Home NouvellesLa Cour suprême entend les demandes de libération sous caution d’Umar Khalid, Sharjeel Imam et d’autres [LIVE UPDATES]

La Cour suprême entend les demandes de libération sous caution d’Umar Khalid, Sharjeel Imam et d’autres [LIVE UPDATES]

by Nicolas Lefèvre

Publié le 26 octobre 2023. La Cour suprême indienne examine ce jeudi les demandes de libération sous caution de plusieurs militants accusés d’avoir fomenté les violences qui ont secoué le nord-est de Delhi en février 2020, dans le contexte des manifestations contre la loi sur la citoyenneté.

  • Umar Khalid, Sharjeel Imam, Gulfisha Fatima, Meeran Haider, Shadab Ahmed et Mohd Saleem Khan sont les principaux concernés par ces demandes de libération sous caution.
  • La police de Delhi accuse ces individus d’avoir orchestré un vaste complot visant à provoquer des émeutes à l’échelle nationale.
  • Les demandes de libération sous caution ont été rejetées en première instance et en appel, ce qui a conduit les accusés à saisir la Cour suprême.

Un banc de juges composé de Aravind Kumar et NV Anjarie a entamé l’examen des dossiers. Les accusés contestent la décision de la Haute Cour de Delhi, rendue le 2 septembre, qui leur a refusé la libération sous caution. La Cour suprême avait précédemment notifié la police le 22 septembre concernant ces recours.

Les émeutes de février 2020, déclenchées par des affrontements autour du projet de loi modifiant la loi sur la citoyenneté (CAA), ont fait, selon la police de Delhi, 53 morts et des centaines de blessés. Les autorités affirment que les accusés ont activement participé à un complot visant à déstabiliser la région et à semer le chaos.

L’affaire porte sur des allégations selon lesquelles les accusés auraient ourdi un complot plus large pour provoquer de multiples émeutes. Une cellule spéciale de la police de Delhi a enregistré une plainte (FIR) en vertu de diverses dispositions du Code pénal indien (IPC) et de la loi sur la prévention des activités illégales (UAPA). La plupart des accusés sont incarcérés depuis 2020, ayant été impliqués dans plusieurs FIR.
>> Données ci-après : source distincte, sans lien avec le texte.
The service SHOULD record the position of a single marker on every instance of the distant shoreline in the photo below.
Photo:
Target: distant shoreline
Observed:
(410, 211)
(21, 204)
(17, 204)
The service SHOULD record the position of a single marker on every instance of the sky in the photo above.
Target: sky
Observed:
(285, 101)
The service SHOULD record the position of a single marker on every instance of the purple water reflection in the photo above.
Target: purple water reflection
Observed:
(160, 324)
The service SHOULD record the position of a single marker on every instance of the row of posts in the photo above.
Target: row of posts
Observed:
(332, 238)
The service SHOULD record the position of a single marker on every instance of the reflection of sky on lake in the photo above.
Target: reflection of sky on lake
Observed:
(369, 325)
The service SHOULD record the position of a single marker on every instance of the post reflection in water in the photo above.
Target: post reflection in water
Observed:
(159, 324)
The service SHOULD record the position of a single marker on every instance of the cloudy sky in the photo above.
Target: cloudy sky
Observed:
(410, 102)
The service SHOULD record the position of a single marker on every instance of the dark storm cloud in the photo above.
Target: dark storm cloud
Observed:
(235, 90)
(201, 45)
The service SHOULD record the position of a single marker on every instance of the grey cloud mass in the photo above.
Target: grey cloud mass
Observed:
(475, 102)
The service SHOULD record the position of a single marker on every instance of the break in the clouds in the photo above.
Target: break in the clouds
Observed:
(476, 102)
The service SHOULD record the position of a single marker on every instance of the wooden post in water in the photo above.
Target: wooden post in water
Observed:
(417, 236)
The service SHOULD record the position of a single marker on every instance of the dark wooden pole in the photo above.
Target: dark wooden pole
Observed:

Umar Khalid, arrêté en septembre 2020, est accusé de complot criminel, d’émeute, de rassemblement illégal et de multiples infractions en vertu de l’UAPA. Il a vu ses demandes de libération sous caution rejetées en mars 2022 par le tribunal de première instance, puis en octobre 2022 par la Haute Cour de Delhi, l’incitant à faire appel devant la Cour suprême. Il avait initialement retiré sa demande de libération sous caution en février 2024, invoquant un changement de circonstances, mais a vu sa seconde demande rejetée par le tribunal de première instance en mai 2023, décision confirmée par la Haute Cour de Delhi le 2 septembre.

Sharjeel Imam, également incarcéré dans plusieurs FIR dans différents États, principalement pour sédition et en vertu de l’UAPA, a obtenu sa libération sous caution dans certaines affaires. Il a été libéré sous caution par la Haute Cour de Delhi dans l’affaire concernant les discours qu’il a prononcés à l’Université Jamia Milia Islamia et à l’Université musulmane d’Aligarh. Il a également obtenu des cautions dans des affaires de sédition à Aligarh et Guwahati, grâce aux Hautes Cours d’Allahabad et de Gauhati respectivement. Des FIR ont également été déposées contre lui dans les États d’Arunachal Pradesh et du Manipur.

La Cour suprême avait précédemment exprimé son mécontentement envers la police de Delhi pour son manque de diligence dans le dépôt de sa réponse aux demandes de libération sous caution. Suite à cela, la police a soumis un affidavit de 389 pages détaillant les raisons pour lesquelles les accusés ne devraient pas être libérés sous caution. Dans cet affidavit, la police affirme détenir des preuves documentaires et techniques irréfutables qui démontrent un complot visant à un « changement de régime » et à l’incitation à des émeutes à l’échelle nationale sur des lignes communautaires, avec l’objectif de cibler les non-musulmans.

Lors des audiences des 20 et 21 novembre, la police de Delhi a qualifié les accusés d’« anti-nationaux » qui auraient tenté de renverser le gouvernement par la violence. Elle a également affirmé qu’ils avaient cherché à provoquer un changement de régime en Inde par le biais d’émeutes, en s’inspirant de situations similaires au Bangladesh et au Népal. Plus d’informations sur les arguments de la police.

L’opposition de la police de Delhi à la libération sous caution avait initialement conduit à un retard dans le traitement des demandes.